Devlet hastanelerinde her hangi bir doktorun kapısında ki sekreterinin kapris dolu hakaretleri, azarlamaları. Böyle bir senaryoyu yaşamaktansa; üç beş kuruşu gözden çıkartarak insanca muamele göreceği bir hastaneyi tercih etme hakkı; bu gün bol keseden verilen vaatlerin tutulamayacak noktaya gelmesiyle; “ağzımıza çalınan bir parmak bal” bitmiş oluyor.
“Senin hasta olduğunda gideceğin hastaneye hatta doktora bundan sonra ben karar vereceğimin” nasılına… gelince.
Şöyle ki:
Acil durumlar dışında hasta – yine ilk etapta özel hastaneye gidemeyecek. Önce devlet hastanesi. - Hastalığı ne olursa olsun örneğin sancılanıyor, önce bağlı olduğu “sağlık ocağına” müracaat edecek…
Sağlık ocağı yaptığı muayene neticesinde senin rahatsızlığın “safra kesende” diyecek. İlk teşhis konmuştur. Hasta ne yapacak o haliyle “devlet hastanesinin” yolunu tutacak.

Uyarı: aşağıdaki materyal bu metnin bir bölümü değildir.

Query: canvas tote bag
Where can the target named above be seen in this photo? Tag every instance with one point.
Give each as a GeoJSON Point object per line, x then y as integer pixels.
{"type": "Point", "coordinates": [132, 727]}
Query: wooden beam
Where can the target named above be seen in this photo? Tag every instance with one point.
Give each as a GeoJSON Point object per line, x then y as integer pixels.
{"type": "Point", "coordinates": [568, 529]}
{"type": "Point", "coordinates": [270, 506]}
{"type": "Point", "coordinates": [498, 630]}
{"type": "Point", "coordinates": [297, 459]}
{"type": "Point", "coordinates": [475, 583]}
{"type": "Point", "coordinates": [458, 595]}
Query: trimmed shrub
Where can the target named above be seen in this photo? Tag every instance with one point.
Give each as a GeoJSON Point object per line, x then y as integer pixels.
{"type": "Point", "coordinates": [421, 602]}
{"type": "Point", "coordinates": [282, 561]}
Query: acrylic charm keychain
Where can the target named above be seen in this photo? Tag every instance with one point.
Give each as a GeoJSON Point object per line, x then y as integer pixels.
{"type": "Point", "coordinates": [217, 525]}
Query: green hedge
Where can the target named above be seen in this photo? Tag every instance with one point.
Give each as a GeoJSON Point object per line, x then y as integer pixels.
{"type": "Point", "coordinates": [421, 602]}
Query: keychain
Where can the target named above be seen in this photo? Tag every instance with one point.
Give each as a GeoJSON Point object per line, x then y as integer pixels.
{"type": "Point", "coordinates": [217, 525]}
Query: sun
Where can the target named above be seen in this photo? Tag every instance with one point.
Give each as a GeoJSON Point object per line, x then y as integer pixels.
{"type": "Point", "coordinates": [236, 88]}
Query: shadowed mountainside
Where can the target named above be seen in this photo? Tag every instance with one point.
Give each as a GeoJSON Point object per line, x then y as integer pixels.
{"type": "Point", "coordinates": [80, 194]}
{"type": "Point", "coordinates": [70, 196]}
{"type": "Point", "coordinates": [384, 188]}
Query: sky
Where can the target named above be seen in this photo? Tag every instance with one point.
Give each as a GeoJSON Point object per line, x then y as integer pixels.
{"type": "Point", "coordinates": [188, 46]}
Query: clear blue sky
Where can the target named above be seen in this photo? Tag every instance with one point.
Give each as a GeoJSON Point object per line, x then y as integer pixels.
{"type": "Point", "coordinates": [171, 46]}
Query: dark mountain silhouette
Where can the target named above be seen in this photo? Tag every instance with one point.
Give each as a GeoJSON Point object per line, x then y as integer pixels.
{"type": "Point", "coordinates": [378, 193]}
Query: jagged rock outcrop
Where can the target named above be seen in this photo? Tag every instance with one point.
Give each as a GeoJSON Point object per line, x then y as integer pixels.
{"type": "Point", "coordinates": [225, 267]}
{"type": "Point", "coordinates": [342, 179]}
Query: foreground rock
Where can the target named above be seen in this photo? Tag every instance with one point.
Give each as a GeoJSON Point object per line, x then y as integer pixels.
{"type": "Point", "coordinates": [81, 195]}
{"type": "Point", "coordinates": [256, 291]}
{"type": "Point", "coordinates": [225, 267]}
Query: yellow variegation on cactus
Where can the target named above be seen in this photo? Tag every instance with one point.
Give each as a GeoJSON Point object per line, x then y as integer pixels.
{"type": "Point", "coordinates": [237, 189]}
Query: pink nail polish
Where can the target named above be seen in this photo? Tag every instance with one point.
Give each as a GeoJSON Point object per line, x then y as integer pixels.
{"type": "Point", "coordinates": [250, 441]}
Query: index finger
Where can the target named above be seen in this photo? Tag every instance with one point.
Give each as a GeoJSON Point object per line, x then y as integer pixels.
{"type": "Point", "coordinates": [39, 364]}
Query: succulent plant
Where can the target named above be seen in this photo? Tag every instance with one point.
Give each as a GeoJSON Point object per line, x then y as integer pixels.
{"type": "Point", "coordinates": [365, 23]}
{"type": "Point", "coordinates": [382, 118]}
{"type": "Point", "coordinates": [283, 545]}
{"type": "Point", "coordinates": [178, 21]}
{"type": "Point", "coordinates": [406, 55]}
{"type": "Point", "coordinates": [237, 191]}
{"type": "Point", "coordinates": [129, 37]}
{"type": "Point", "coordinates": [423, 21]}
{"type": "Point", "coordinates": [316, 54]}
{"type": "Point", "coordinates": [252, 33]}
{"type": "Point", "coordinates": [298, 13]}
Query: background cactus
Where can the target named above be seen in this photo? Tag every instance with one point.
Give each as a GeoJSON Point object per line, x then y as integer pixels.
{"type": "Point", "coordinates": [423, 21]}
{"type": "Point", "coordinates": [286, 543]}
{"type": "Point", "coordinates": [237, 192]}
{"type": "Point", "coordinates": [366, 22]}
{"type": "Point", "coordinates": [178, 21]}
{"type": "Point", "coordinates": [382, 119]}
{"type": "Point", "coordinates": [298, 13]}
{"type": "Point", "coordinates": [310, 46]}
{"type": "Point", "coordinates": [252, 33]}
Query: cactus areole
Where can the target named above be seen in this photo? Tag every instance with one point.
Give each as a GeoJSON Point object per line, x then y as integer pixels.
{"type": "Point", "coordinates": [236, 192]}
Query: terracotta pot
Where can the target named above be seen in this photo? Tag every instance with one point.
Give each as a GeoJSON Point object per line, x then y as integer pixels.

Ve “devlet hastanesine” geldiğinde kıyametin içine düşecek. Derdini anlatana kadar hasta “mevta” olmazsa; yönlendirildiğin doktorun kapısında sırasını bekleyecek.
Ve doktorun muayenesi neticesinde tam teşhis için “ultrasonu” istenecek. Artık “ultrason” için kaç gün sonra gel derler; ya da şu anda ultrason cihazımız arızalı onun için“özel” bir hastaneye git ultrasonunu çektir, gel bir bakalım…
Böylece hasta acılar içinde kıvrana, kıvrana çare arayacak…
***
Bunun adına da, muasır medeniyeti(?) yakalamış ülkede yaşamak diyeceğiz.
***
Ama hiç merak edilmesin bir süre sonra ülke yeniden “seçim” sathı mahalline girecek…
İşte o zaman yeni vaatlerle ve de elden alınan imkânlar yeniden; yeni şeylermiş gibi seçim malzemesi olarak kullanılacak.
Bizde her zaman olduğu gibi canı gönülden inanacak, alkışlayacağız.